The sense of shame connected to depression and its ugly handmaiden, suicide, is something Styron addresses in the book. He talks about how frustrated he was by the reaction to Primo Levi’s suicide. Levi, a renowned author and Auschwitz survivor, threw himself down a deep stairwell in 1987, and many of Levi’s fans and admirers felt ashamed, mystified, betrayed. Styron wrote an op-ed piece for the New York Times stating that:
The pain of severe depression is quite unimaginable to those who have not suffered it, and it kills in many instances because its anguish can no longer be borne… to the tragic legion who are compelled to destroy themselves there should be no more reproof attached than to the victims of terminal cancer.
This is not permissiveness—it’s simply an acceptance of reality. I, too, used to think that those who killed themselves were somehow weak or had adopted the wrong life philosophy. After undergoing a fairly short but extremely trying period of depression myself, I now understand the truth of Styron’s words. The only fault of those who commit suicide is that they maybe didn’t at some stage swallow their pride and subject themselves to treatment.
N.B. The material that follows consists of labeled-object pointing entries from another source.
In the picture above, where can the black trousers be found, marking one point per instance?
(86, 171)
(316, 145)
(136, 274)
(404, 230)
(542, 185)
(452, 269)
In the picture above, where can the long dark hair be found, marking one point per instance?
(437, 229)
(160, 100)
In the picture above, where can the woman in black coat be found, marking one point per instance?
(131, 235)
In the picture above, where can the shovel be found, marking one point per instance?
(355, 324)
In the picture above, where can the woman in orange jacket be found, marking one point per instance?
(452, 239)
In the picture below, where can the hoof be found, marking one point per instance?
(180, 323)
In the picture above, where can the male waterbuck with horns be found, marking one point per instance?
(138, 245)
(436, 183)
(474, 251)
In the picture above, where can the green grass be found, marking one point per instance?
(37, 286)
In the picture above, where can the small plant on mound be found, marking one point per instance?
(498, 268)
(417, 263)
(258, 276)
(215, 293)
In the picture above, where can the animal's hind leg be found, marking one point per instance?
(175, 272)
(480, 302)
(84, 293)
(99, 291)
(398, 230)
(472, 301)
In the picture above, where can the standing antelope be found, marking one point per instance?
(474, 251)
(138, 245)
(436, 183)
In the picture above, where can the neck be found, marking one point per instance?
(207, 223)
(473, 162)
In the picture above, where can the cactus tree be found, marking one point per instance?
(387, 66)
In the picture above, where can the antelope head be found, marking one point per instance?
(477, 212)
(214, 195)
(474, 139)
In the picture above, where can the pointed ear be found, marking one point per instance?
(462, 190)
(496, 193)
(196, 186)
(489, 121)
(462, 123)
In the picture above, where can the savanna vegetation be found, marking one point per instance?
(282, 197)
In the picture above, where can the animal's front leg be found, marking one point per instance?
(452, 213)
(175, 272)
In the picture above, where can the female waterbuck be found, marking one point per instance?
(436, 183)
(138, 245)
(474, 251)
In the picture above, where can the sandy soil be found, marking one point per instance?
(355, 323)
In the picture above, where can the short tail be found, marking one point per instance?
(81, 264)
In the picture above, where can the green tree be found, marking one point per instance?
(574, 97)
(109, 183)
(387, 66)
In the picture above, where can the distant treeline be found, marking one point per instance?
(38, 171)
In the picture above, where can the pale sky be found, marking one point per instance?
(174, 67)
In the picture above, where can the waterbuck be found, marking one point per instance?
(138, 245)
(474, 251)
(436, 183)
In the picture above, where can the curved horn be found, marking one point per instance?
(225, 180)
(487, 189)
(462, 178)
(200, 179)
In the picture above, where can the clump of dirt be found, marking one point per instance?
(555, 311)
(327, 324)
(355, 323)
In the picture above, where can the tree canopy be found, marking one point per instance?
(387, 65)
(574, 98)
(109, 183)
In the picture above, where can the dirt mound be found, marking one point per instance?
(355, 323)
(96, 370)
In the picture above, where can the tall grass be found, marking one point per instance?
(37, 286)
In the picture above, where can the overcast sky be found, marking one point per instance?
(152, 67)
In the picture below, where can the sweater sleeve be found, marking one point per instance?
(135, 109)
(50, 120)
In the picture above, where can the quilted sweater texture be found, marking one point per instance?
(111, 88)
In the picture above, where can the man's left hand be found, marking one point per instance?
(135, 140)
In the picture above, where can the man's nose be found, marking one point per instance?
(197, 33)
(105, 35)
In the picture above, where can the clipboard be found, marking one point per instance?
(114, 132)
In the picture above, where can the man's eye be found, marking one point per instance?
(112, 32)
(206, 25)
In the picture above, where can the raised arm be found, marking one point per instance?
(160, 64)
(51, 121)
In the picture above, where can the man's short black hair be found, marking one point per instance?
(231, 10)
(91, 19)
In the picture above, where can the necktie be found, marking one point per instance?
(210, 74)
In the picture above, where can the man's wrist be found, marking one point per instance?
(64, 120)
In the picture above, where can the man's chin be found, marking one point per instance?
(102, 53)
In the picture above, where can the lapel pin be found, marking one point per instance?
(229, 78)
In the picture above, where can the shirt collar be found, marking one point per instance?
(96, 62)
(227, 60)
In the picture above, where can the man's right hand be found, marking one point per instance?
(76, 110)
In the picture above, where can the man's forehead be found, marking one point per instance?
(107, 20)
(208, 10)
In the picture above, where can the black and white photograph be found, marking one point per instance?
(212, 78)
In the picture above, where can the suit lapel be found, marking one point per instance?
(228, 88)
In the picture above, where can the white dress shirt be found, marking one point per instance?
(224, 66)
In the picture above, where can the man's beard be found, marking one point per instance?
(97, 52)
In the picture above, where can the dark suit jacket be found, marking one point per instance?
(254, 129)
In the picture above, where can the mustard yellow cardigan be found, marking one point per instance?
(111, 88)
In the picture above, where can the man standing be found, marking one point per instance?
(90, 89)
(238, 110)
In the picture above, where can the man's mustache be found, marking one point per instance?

I myself found it hardest to abandon my somewhat romantic view that my thoughts were somehow sacred—that they were the direct product of my soul. I figured that since I couldn’t control my thoughts or think my way out of my gloominess, I was a failure as a sentient being.
Now I hold the more dispassionate view that thoughts are products of one’s brain—and the brain, after all, is an organ, subject to all the slings and arrows that any other bodily organ is heir to.
Which may sound overly materialistic or deterministic to you. I understand where you’re coming from—but I for one found it necessary to lay aside all pride when it came to my mental processes and accept the fact that I was sick, and that my brain, like some engine running on the wrong kind of fuel, had broken down.
For Styron, therapy and medication didn’t quite do the trick (but he’s careful to add that they do do the trick for many). What really helped him was the love and support of his wife and a brief stay in a mental hospital, which offered “the mild, oddly gratifying trauma of sudden stabilization—a transfer out of the too familiar surroundings of home, where all is anxiety and discord, into an orderly and benign detention where one’s only duty is to try to get well.”
Darkness Visible is written from the perspective of a man who has recovered from his disease and now relishes retelling the gory details. Toward the end of the book, he says, “Mysterious in its coming, mysterious in its going, the affliction runs its course, and one finds peace.”
Unfortunately, that peace may be short-lived—but then again, it could last for a long time. You just never know. Word has it that Styron himself had another bout of depression about ten years after the publication of Darkness Visible, just a few years before he died, adding extra poignancy to–yet reducing none of the truth of–his words.